Regarding the Big in Japan column titled "Fatal traffic mishaps put drivers in the media spotlight" (May 26), I am losing count of the number of traffic accidents in recent years where the vehicle involved has ridden up onto the sidewalk, injuring and even killing pedestrians.

One cause for the apparent increase must be, as your article pointed out, the graying of Japan's population, with the resulting increase in the number of elderly drivers in their 70s or 80s. Another factor is surely the rising incidence of accidents caused by distracted drivers, looking at their mobile phones or even texting while driving.

The headline of the article says drivers are being put in the media spotlight. However, I feel there has been insufficient focus on how to prevent pedestrians becoming victims in the first place.

Even with the most strenuous efforts to decrease the number of traffic accidents, they will always occur, and I imagine that, even with the advent of the automatic driverless car, the number of traffic accidents can never be reduced to zero.

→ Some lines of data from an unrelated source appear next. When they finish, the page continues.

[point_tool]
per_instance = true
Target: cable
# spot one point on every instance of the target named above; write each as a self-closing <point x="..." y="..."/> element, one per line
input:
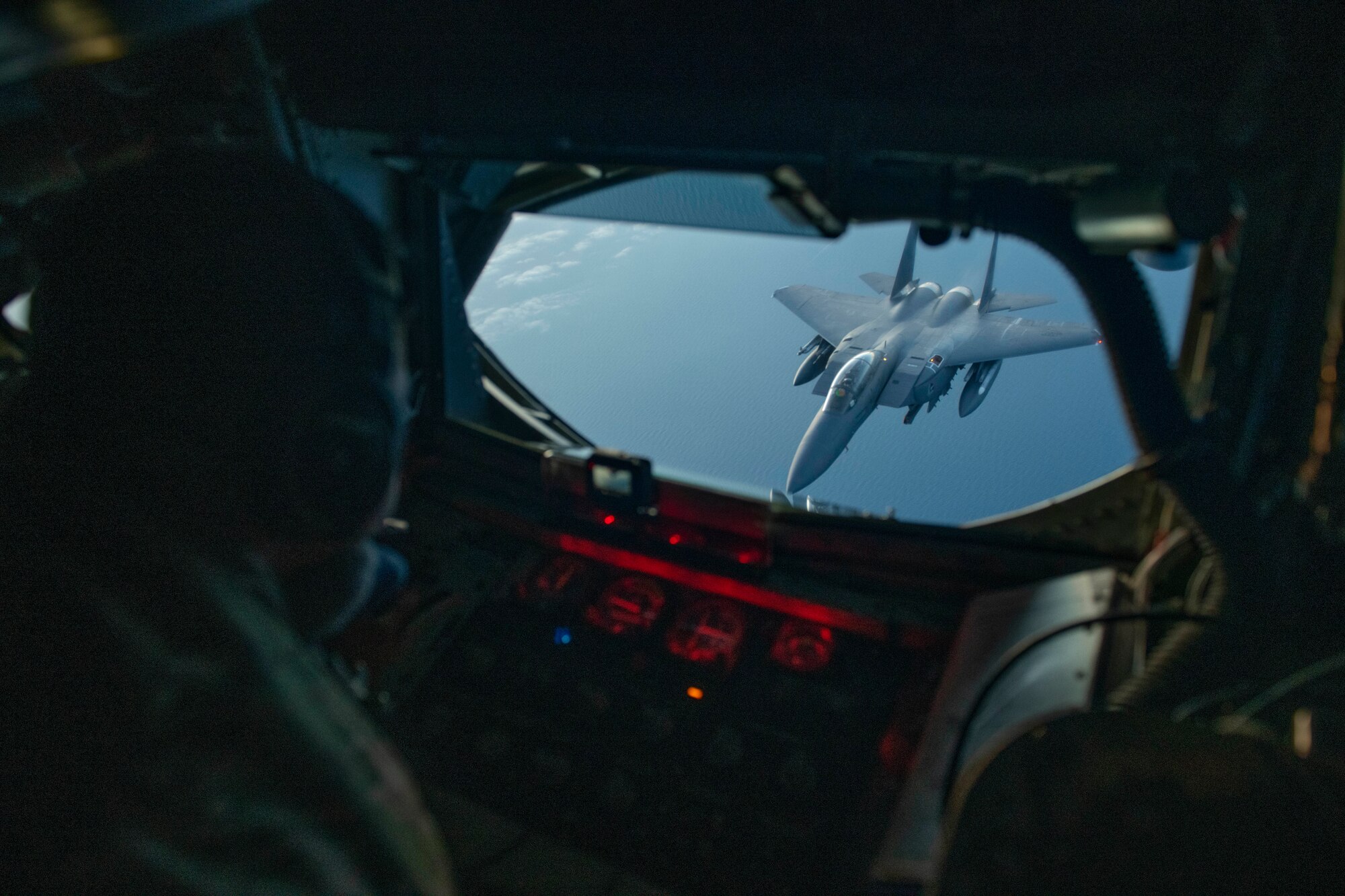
<point x="1027" y="646"/>
<point x="1281" y="689"/>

But, in my opinion, what could and should be reduced, with a little more thought and discussion, is the kind of tragic accident touched on in the article: the injury and slaughter of innocent little children.

Watching the TV footage of the road where the recent accident occurred, my mind boggles at the thought of the ignorance and carelessness of kindergarten staff who imagine it is OK to take the little children in their care for a walk in the vicinity of such a busy road, with a seemingly endless stream of cars, trucks and buses. This is just rank neglect of their responsibility to protect these little kids from danger.

There have been a number of traffic accidents in recent years involving cars plowing into lines of schoolchildren (as well as adults). After such an incident, have teachers and staff nationwide immediately called an emergency meeting to discuss ways of trying to prevent a recurrence of such tragedies?

And do they not have manuals instructing and training their staff on what is to be done in advance to prevent these and other possible accidents, not only within the walls of the institution, but also outside?

Why do accidents have to actually happen before people start thinking about ways of trying to prevent them?

Just recently, the police have been organizing events aimed at educating kids to the potential dangers posed by traffic and instructing them how to cross the road safely. The infants involved in this latest accident, however, had not even started to cross the road.

Apart from the immediate dangers posed by traffic, a recent report in the U.K. has established that, since little children are much shorter than adults, and their mouths and noses are at the same level as cars' exhaust pipes, they are even more likely to suffer long-term, and probably life-threatening, damage to their health from air pollution.

Again, it is obviously impossible to completely prevent accidents, but with a little more care, thought and proper training of the staff in charge of kids, they can surely be reduced. First, let's stop taking little children near busy, dangerous roads. There must surely be better places available, even in a city, to take them for a walk in safety. Stop this needless slaughter.

JOHN RYDER

KYOTO

The opinions expressed in this letter to the editor are the writer's own and do not necessarily reflect the policies of The Japan Times.